ITP Thesis Week 2009
Monday, May 4 - Friday, May 8

A Million Magnets

Justin Donato




Due to a confluence of properties including, its location, its surface material and its frequency of use, the refrigerator door has become the place where families and roommates talk to each other. Mothers, fathers and friends curate them according to a loose schema: an important list, the drawing of a child, things with no other home, something you can't forget. And although they are embedded in a small area of our private lives, they are public by nature, broadcasting their message to anyone who passes by, and often revealing something about their owners. The refrigerator is a low-tech message center, but one whose functionality and interface is unmatched. Not only are magnets easy to use, but they essentially beg children to play with them, often dressed up as letters in their colorful alphabet. As a message center, the refrigerator is always 'on.' But being old-technology, the refrigerator door has only a small amount of memory. Luckily, things are constantly shuffled through, but when we take something from the refrigerator we are always faced with the existential question: to the file system, or to the trash.

A Million Magnets is an attempt to present a user with an infinite refrigerator door organized with the metaphors of space, scraps and magnets. Using a pass-through scanner and a touchscreen mounted to a refrigerator door, along with a web-based infrastructure, a user scans and files a scrap in a virtual space. Scraps are categorized, searched and presented in a variety of ways. A Million Magnets removes the limitations of space, first by allowing users to store virtually any number of scraps, but also allowing disparate users access to shared scraps through the touchscreen. In this context, the refrigerator door becomes a hole poked in space, allowing users to explore things others have posted.
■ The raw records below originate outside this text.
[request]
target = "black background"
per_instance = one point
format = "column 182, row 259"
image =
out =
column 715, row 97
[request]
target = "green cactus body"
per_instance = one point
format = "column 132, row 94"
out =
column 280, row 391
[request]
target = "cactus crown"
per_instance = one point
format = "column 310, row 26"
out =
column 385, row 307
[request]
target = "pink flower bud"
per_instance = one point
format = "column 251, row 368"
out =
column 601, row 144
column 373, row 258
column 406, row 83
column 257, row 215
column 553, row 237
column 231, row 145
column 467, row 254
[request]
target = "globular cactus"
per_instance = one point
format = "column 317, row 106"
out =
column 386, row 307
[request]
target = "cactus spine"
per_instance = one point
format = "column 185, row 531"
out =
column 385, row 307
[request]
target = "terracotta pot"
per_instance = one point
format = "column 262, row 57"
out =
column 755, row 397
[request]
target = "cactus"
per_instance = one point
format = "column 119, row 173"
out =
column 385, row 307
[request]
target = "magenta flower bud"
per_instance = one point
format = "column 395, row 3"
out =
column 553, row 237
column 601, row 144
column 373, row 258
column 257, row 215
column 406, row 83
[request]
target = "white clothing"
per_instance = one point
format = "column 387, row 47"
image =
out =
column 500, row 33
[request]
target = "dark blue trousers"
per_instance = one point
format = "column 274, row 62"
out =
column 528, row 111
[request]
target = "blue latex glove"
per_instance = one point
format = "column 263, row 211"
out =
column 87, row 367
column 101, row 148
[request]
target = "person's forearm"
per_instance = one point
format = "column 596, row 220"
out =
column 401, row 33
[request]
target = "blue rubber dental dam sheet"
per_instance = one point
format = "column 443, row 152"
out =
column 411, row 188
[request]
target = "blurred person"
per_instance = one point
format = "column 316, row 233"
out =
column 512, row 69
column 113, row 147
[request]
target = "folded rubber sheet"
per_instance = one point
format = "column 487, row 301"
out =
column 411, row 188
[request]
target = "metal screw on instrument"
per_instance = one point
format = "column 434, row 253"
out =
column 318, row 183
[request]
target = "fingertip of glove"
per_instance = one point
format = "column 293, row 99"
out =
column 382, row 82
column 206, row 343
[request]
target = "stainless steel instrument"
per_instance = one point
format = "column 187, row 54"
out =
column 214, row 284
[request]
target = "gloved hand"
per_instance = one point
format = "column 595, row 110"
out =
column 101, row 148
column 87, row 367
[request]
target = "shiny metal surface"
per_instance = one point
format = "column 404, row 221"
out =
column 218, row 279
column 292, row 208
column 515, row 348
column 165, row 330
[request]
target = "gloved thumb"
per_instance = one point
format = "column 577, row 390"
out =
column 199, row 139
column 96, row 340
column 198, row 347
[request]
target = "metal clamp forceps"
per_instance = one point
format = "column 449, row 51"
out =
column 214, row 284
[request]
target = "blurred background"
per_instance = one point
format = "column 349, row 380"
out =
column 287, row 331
A refrigerator holds important reminders and funny drawings, so A Million Magnets attempts to be a practical solution, as well as a way of returning serendipity to a connected world, where everything is easy to find. I hope A Million Magnets causes people to think about the relationship between the physical world and the virtual world. I intend for people to find things they didn't know they were looking for.



Background
Donald Norman: http://www.jnd.org/dn.mss/turn_signals_ar.html

http://tomtaylor.co.uk/projects/microprinter/

http://schulzeandwebb.com/blog/2006/10/06/my-printer-my-social-letterbox/

Implementation
I plan to construct the Refrigerator Door using a pass-through scanner, a touchscreen and a web server.